In the document (PDF) detailing the ordinance, the city council noted that “Black, Indigenous and People of Color communities have been subject to over surveillance and disparate and detrimental impact of the misuse of surveillance.” It added that face recognition technologies “have been documented to have an unacceptable gender and racial bias” and explained that the city “needs to take precautionary actions until these technologies are certified and safe to use and civil liberties issues are resolved.”

Portland’s officials first revealed that they were working on the bill back in November 2019, and that if the bill passes, it will be the first to prohibit private businesses from deploying facial recognition systems. The legislation other cities approved in the past weren’t as strict: San Francisco’s ban, for instance, only applies to the city government.

A report by Motherboard says Amazon spent $24,000 lobbying council members after that in an effort to convince them to soften the bill’s language.
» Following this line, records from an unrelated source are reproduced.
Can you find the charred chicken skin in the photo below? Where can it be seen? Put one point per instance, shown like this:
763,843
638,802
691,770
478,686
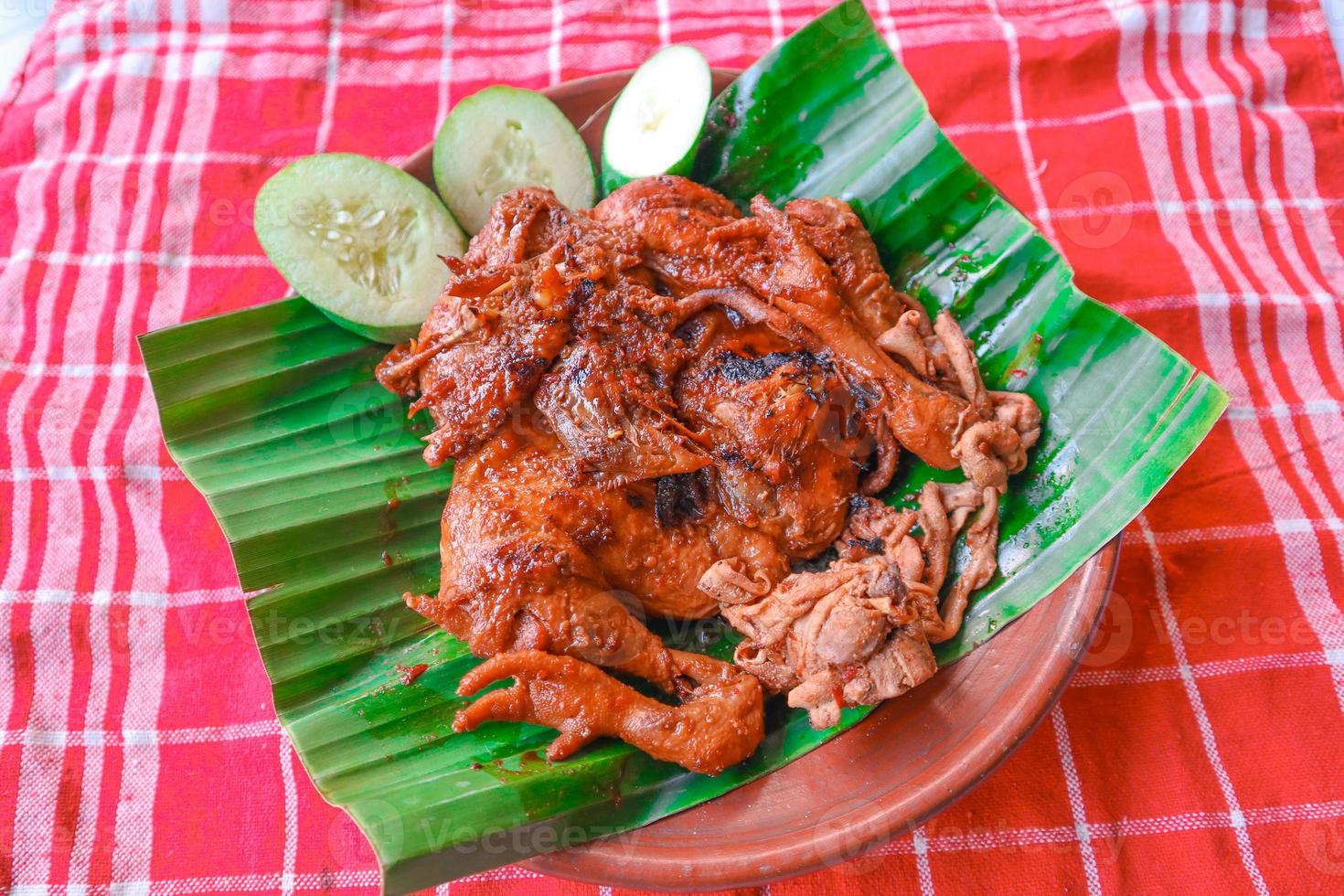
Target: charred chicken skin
657,409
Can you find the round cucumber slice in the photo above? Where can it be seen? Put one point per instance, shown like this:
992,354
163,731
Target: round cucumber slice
656,123
500,139
359,240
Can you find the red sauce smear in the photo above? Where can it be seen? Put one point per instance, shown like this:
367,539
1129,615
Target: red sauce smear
409,675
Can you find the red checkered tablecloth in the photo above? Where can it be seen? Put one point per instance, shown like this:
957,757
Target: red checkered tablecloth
1186,157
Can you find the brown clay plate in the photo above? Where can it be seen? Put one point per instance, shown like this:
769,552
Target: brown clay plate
910,759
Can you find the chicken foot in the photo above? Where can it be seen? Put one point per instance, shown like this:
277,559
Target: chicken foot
718,724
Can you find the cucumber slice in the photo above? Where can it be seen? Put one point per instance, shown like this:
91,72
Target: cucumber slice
656,123
359,240
500,139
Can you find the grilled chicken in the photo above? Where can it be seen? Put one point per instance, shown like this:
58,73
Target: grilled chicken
657,409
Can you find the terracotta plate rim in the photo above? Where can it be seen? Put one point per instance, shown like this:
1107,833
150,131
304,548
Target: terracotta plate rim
623,861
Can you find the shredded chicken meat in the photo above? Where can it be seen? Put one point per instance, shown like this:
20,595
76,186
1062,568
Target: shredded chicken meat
660,407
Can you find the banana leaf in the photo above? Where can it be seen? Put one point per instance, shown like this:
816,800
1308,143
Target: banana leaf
315,475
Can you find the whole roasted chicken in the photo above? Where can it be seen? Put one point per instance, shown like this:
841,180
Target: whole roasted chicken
661,407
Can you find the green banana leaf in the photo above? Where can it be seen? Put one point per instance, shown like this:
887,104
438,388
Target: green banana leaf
316,478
As the publication explains, the e—commerce giant is most likely worried that Portland’s legislation would create a nationwide legal precedent that could affect its facial recognition business.
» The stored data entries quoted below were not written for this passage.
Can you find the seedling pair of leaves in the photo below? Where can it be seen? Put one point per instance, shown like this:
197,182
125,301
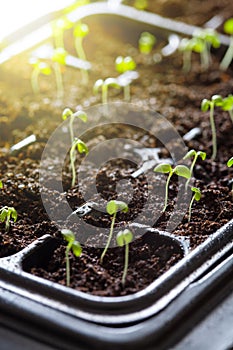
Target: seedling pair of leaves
76,143
6,214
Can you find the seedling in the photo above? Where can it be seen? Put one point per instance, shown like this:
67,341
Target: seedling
80,31
125,64
72,245
227,105
180,170
187,46
67,113
81,147
38,68
146,42
104,85
6,214
112,208
196,197
195,155
209,37
227,58
216,100
230,162
59,59
123,238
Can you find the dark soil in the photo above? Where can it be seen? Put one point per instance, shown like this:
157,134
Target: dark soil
161,87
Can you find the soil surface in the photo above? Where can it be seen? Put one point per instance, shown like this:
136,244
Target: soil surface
163,87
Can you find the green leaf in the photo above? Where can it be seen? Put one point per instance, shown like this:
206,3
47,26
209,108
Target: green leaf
205,105
124,237
230,162
197,193
76,248
68,235
189,154
114,206
163,168
228,26
182,170
81,115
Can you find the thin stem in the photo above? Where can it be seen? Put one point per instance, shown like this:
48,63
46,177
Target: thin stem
68,264
213,129
109,238
166,190
126,263
59,82
190,208
228,56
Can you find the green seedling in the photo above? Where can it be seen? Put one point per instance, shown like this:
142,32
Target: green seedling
227,105
123,238
209,37
125,64
104,85
6,214
58,28
196,197
38,68
187,46
112,208
195,155
180,170
72,245
216,100
59,58
67,113
227,58
80,31
146,42
81,147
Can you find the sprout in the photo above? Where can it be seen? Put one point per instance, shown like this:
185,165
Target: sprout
81,147
195,154
80,31
187,46
124,238
67,113
180,170
6,214
72,245
146,42
38,68
196,197
230,162
59,59
104,85
125,64
112,208
59,26
209,37
228,28
216,100
227,105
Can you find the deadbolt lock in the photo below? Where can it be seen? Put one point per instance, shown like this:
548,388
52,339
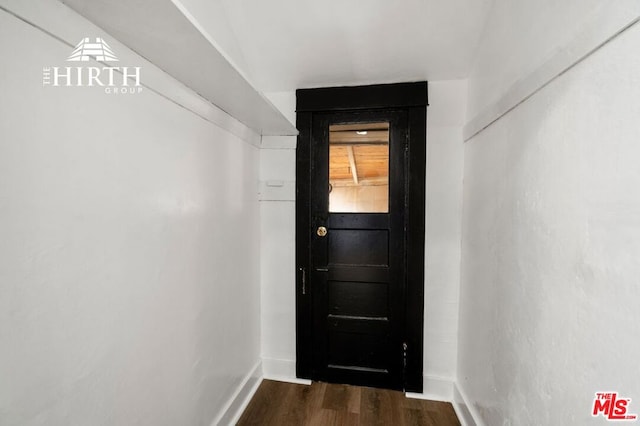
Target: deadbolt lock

At a council meeting, Portland Mayor Ted Wheeler said he hopes his city’s legislation would inspire other local governments to pass tougher facial recognition laws. Lia Holland from Fight for the Future agreed and said in a statement:

“Now, cities across the country must look to Portland and pass bans of their own. And, Congress should act to pass bans at the federal level. We have the momentum, and we have the will to beat back this dangerous and discriminatory technology."

Back in June, a group of Democratic Senators and House representatives introduced a bill that would “prohibit biometric surveillance by the federal government without explicit statutory authorization” after a man was arrested due to a faulty biometric match. It would prevent state and local law enforcement across the US from using facial recognition and other similar systems.